Reps. Dan Newhouse (R., Wash.) and Cathy McMorris Rodgers (R., Wash.), alongside more than 40 cosponsors, last week proposed legislation that would prohibit any purchase of public or private agricultural real estate in the United States and its territories by "nonresident aliens, foreign businesses, or any agent, trustee, or fiduciary associated with the Government of the People's Republic of China."
The legislation, known as the Prohibition of Agricultural Land for the People's Republic of China Act, would also bar those entities from involvement in Department of Agriculture programs.
Ownership of U.S. farmland by CCP-connected individuals and companies has risen more than 20-fold since 2010, Fox Business reported, accounting for at least 383,000 acres worth billions of dollars. Newhouse warned that China's investments in other countries' food supplies have enabled Beijing to exert control over those countries—a strategy China is likely pursuing in the United States.
"Imagine if the Chinese Communist Party had just one of the links of our food supply chain under their control, how quickly they could literally starve us," Newhouse told the Washington Free Beacon. "In other countries they make investments, build infrastructure, control sources of agricultural products. … We don't want to see that happen in the United States of America."

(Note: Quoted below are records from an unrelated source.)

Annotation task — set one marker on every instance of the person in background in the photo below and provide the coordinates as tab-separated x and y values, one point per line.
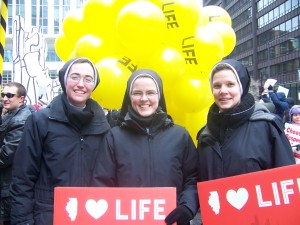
286	117
228	144
295	115
11	130
149	150
112	116
59	146
280	102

The legislation comes as House members on Thursday unanimously passed a resolution condemning the Chinese government's deployment of a spy balloon over America, calling it a "brazen violation of United States sovereignty." The high-profile instance of Chinese interference has prompted lawmakers in states such as Montana and North Dakota to consider resolutions to outlaw land purchases by foreign entities. In Washington, D.C., alarm over the spy balloon could put necessary steam behind the land purchase legislation, which Newhouse first proposed in May but which died in the last Congress.

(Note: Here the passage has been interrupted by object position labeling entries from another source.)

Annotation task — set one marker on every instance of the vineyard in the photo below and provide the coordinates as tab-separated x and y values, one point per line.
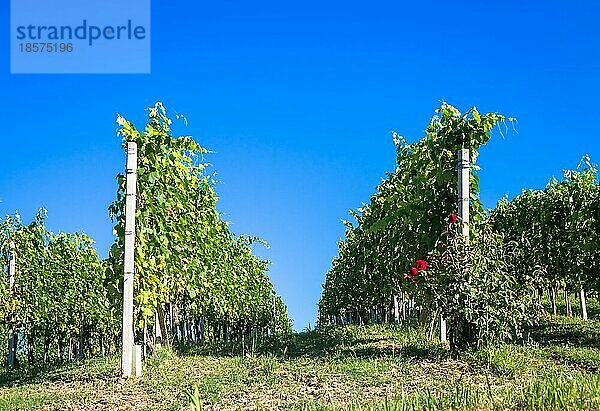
195	280
408	257
432	303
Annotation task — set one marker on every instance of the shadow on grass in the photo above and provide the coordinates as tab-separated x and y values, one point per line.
332	342
71	372
565	331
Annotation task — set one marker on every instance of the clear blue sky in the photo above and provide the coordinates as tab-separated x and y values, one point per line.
298	101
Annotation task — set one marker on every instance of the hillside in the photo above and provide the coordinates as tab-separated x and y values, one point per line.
373	367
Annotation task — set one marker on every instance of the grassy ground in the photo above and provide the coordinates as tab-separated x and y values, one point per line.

The Senate is considering a similar bill, introduced last week by Sens. Mike Rounds (R., S.D.) and Jon Tester (D., Mont.), that would ban China, Russia, North Korea, and Iran from owning U.S. farmland.
While China owns just a fraction of all U.S. farmland, Republicans warn that Beijing can still wreak havoc by controlling key segments of the U.S. food supply chain. For example, Virginia-based pork giant Smithfield Foods, which employs tens of thousands of Americans, is wholly owned by a Chinese conglomerate that is the largest meat producer in China.
China's purchase of U.S. farmland has also raised alarms among military leadership. The Chinese company Fufeng Group bought 370 acres of land 12 miles from an Air Force base in eastern North Dakota, a purchase that "presents a significant threat to national security," the Air Force last month told Sen. John Hoeven (R., N.D.). The Grand Fork City Council, citing the national security risk, on Monday voted unanimously to block the Chinese company from opening a corn mill on the property.
"To allow China, governed by the Chinese Communist Party, to acquire farmland near and around key military and otherwise strategic areas of the United States, is as dumb as it gets," said Rep. David Rouzer (R., N.C.), who cosponsored the Republican legislation.